In the existing network anomaly detection method, one method is to comprehensively judge network traffic by a plurality of characteristics on the basis of a D-S evidence theory and introduce a self-adaptive mechanism to ensure the detection accuracy. But the defect of the scheme is that the judgment cannot be carried out by combining the data characteristics of the host computer, and the judgment accuracy can be influenced.

Disclosure of Invention

In order to overcome the problem of low accuracy of network anomaly detection in the prior art, the invention provides the electric power communication network anomaly detection method based on the D-S evidence theory, which can effectively improve the accuracy of sensing network anomalies and types thereof in the electric power communication network and can realize real-time network anomaly detection according to real-time data real-time fusion.

In order to solve the technical problems, the invention adopts the technical scheme that: a power communication network anomaly detection method based on a D-S evidence theory comprises the following steps:

the method comprises the following steps: selecting characteristics influencing network abnormity from network connection state data collected from a power communication network, and performing data preprocessing;

step two: determining BBA (basic probability distribution, each possible probability distribution in the identification framework) in the identification framework in the D _ S evidence theory based on a K-means clustering method (K-means algorithm);

step three: determining the identification frame by using an expert system;

step four: fusion and decision making were performed using Dempster (D _ S evidence theory) composition rules.

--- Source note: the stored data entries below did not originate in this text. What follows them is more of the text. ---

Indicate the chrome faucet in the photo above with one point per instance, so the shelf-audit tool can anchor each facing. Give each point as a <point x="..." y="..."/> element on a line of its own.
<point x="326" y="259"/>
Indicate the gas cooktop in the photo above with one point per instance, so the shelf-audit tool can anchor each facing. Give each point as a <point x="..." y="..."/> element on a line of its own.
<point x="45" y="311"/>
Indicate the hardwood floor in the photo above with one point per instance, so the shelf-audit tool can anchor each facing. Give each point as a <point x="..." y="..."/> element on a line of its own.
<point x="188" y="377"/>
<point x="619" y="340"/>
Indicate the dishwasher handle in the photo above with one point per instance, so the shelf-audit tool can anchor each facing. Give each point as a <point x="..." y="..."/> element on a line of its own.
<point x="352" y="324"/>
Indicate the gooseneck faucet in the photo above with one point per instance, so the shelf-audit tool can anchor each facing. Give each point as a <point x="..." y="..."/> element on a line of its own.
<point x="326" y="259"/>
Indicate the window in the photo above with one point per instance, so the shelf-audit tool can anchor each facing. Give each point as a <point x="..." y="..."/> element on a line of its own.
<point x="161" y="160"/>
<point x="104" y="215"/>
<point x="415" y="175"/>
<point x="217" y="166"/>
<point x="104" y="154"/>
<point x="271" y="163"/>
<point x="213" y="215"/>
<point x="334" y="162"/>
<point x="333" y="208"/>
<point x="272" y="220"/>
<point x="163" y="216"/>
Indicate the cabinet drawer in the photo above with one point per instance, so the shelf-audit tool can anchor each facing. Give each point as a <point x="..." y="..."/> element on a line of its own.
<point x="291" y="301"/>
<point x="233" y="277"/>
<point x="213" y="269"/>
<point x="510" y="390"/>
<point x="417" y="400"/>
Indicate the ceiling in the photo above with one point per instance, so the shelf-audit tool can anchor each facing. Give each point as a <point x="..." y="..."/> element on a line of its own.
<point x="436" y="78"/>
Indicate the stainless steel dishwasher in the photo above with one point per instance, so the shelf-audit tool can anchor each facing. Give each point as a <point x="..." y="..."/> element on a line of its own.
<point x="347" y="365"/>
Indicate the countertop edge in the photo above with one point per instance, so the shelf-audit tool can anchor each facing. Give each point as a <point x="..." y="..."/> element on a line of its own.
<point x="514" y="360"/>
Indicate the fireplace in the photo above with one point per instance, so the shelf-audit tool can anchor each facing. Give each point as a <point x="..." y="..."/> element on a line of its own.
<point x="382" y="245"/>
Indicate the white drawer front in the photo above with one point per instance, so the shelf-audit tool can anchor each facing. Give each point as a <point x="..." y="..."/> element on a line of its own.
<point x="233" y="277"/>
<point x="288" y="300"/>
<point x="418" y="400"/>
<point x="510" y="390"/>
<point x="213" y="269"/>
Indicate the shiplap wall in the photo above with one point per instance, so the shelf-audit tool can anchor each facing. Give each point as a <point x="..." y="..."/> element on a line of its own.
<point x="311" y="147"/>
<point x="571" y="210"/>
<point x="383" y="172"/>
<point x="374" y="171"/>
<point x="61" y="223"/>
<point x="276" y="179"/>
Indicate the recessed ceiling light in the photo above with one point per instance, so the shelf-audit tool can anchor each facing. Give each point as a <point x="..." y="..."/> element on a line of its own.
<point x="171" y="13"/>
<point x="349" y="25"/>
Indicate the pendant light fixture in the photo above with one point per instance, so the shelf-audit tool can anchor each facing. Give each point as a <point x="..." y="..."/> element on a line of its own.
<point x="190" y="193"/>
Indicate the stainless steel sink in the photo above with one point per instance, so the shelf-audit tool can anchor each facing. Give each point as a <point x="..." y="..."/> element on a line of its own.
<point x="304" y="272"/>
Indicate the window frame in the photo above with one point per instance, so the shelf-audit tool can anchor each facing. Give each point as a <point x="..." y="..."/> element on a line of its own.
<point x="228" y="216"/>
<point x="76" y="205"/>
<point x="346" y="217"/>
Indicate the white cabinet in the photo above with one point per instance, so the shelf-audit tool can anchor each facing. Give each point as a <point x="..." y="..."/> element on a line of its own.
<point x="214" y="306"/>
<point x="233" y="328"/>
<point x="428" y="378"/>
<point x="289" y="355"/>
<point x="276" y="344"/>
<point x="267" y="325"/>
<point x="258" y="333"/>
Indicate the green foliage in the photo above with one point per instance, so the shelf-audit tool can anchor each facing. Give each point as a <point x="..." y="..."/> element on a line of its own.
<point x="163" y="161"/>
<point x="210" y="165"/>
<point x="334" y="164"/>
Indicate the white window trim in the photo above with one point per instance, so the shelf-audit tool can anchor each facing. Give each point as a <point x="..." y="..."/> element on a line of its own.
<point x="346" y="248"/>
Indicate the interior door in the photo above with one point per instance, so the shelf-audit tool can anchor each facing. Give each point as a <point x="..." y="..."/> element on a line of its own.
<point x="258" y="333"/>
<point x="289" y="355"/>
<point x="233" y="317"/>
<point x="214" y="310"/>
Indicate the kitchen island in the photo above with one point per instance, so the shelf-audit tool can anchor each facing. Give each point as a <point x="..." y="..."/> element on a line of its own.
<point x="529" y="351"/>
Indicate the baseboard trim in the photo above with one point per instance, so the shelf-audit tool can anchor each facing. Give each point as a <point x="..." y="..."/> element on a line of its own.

Preferably, in the first step, network key information data with a fixed time length is selected from original records of network key information collected in the power communication network; and cleaning the selected key information data, and removing the data records containing the missing values.

Preferably, the key information data includes three pieces of information, which are traffic information, operation information, and alarm information of the network protection device, respectively. The flow information comprises the flow inflow size of each network node and the flow outflow size of the network node; the running information comprises the total number of the services running on each host, the average access amount and the access frequency of each service running on the host; the alarm information of the network protection device comprises an alarm identifier, attack frequency, a source address, a destination address, a source port and a destination port. The flow of the power grid in a normal operation state is stable (except for a specific time interval), if the flow fluctuates abnormally, whether DDOS attack occurs or not can be judged according to the flow information, the total service amount of the host in a normal state is stable, if the flow fluctuates, the host can be used for detecting whether the host is injected into a backdoor or a malicious program or not, the attack type and the attack source can be judged by collecting alarm information, and data support is provided for abnormal detection.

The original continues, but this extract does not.